God, sometimes I fucking hated Bennie.
Ninety-five hours, thirty-two minutes, and fifteen seconds after Finn had kicked me out, we entered Aries’s office.
My stomach plummeted as I remembered the last time I’d been here.
I’d really thought everything was going well. And then, merely half an hour later, everything had gone to hell. Just because Josh had to open his big mouth.
It wasn’t Josh’s fault, though. And while I’d love to place the responsibility solely on his shoulders—god knew, they were broad enough to carry the load—I knew he wasn’t to blame.
Nope. I’d screwed up. I knew it. Part of me had known it before I’d even left the first damn Post-it at Finn’s door.
But I hadn’t been able to refrain. That part inside me that needed to make sure Finn was okay had pushed and pushed and pushed.
It was still pushing.
Demanding that I check up on him.
To make sure he was okay. That the fledglings were staying far, far away from him.
But I was reining myself in.
“Is he, like… catatonic or something?” Aries asked.
I blinked, trying to remember how I’d gotten to the couch, let alone sat down, but my memory was blank. There was just so… much… emptiness.
“I don’t know. He’s been like that ever since he came back. It’s really… disconcerting.”
A hand appeared in front of me. Pale, slim fingers with meticulously manicured nails holding out a wineglass filled with blood.
“Drink,” Aries said. It was an order, but my stomach recoiled as the scent of cold, dead blood hit my nose.
I didn’t want a blood bag.
I wanted Finn.
“You will drink this, youngling.” Aries sighed. “You need to keep your strength up. How do you plan on keeping your mate safe while you’re starving?”

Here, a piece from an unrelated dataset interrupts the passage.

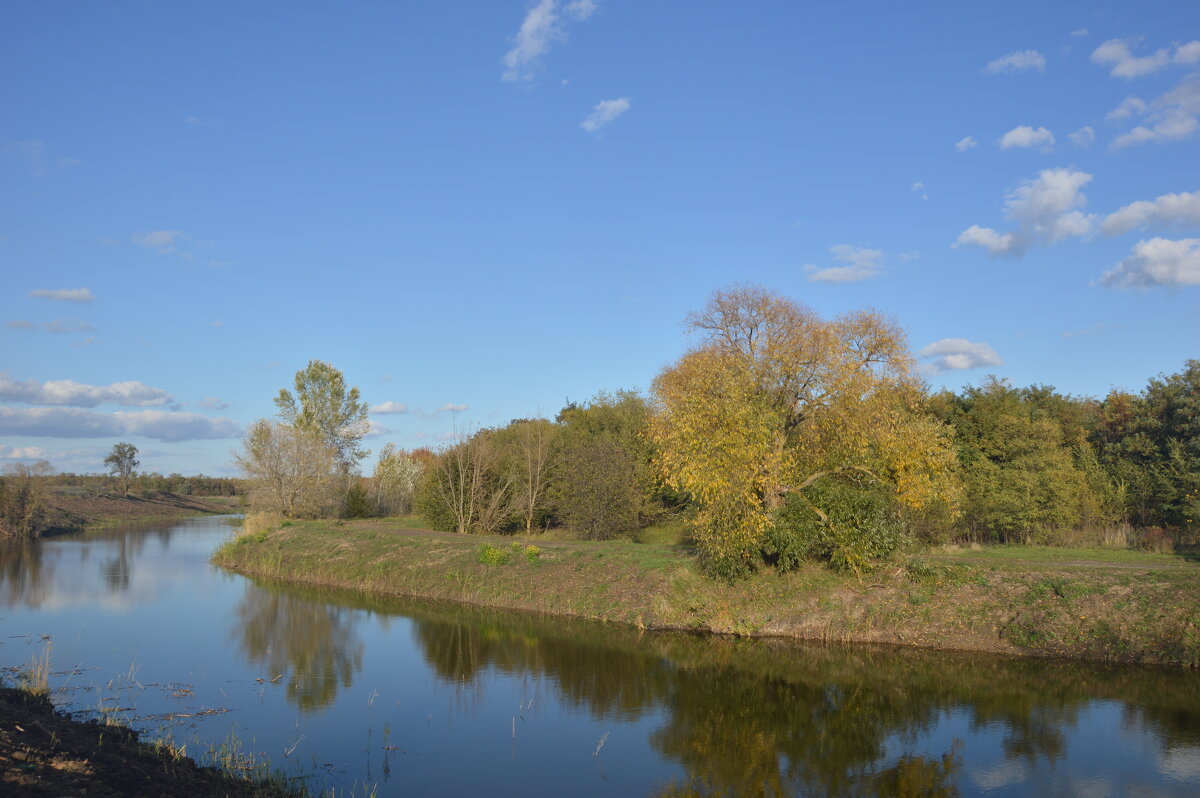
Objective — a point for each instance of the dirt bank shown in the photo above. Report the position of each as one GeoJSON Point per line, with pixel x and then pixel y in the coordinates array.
{"type": "Point", "coordinates": [45, 753]}
{"type": "Point", "coordinates": [75, 513]}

He was manipulating me. His voice was too sweet and comforting for him to be honest. I knew he was trying to bait me, trying to get me to do what he wanted.
The problem was, he wasn’t wrong.
But drinking anything still felt so damn wrong.
“Youngling… Eric. You need to drink. You need to focus.”
I sighed and took the glass from him. A first step.
I could do it. For Finn.
“If you’re a good youngling and drink up, I might give you a bit of information about your mate.”
That had me looking up fast.
Aries’s eyes flashed in amusement as he patted my shoulder.
“There you are.”
“How do you know anything about Finn?”
Was he following him? Harassing him? Scaring him?
My fangs ached, fingertips tingling.
I was this close to jumping him.
“Ah, ah, ah,” Aries said, shaking his head at me. “I’m afraid I won’t be in the mood to talk if you attack me. Besides, I’d have to hurt you, and I’m really not in the mood to. Hurting someone who’s already hit rock bottom isn’t any fun, you know?”
I wanted to fucking scratch his eyes out.
Arrogant fucker.
But if he wasn’t kidding and really had information about Finn…
I took a sip of blood and grimaced. My stomach was fighting me hard, cramping, rolling, trying to get the blood out the way it’d come from. But I swallowed and took another sip. And another one.
It was awful.
The taste was all wrong. Metallic, yes, but also sterile. Lacking any of Finn’s personal notes. And the temperature… oh god, so dead. Fucking appalling.
“Good job, youngling.” Aries patted my shoulder, because of course he had to treat me like a damn puppy.
“You said something about Finn?”
“Oh, yes.” He nodded. “Keep drinking.” The fucker seriously refilled my glass. “You keep drinking, I keep talking. Deal? Great.”
He hadn’t even bothered to wait for an answer.
Still, I was desperate to know how Finn was doing, so I drank the damn blood.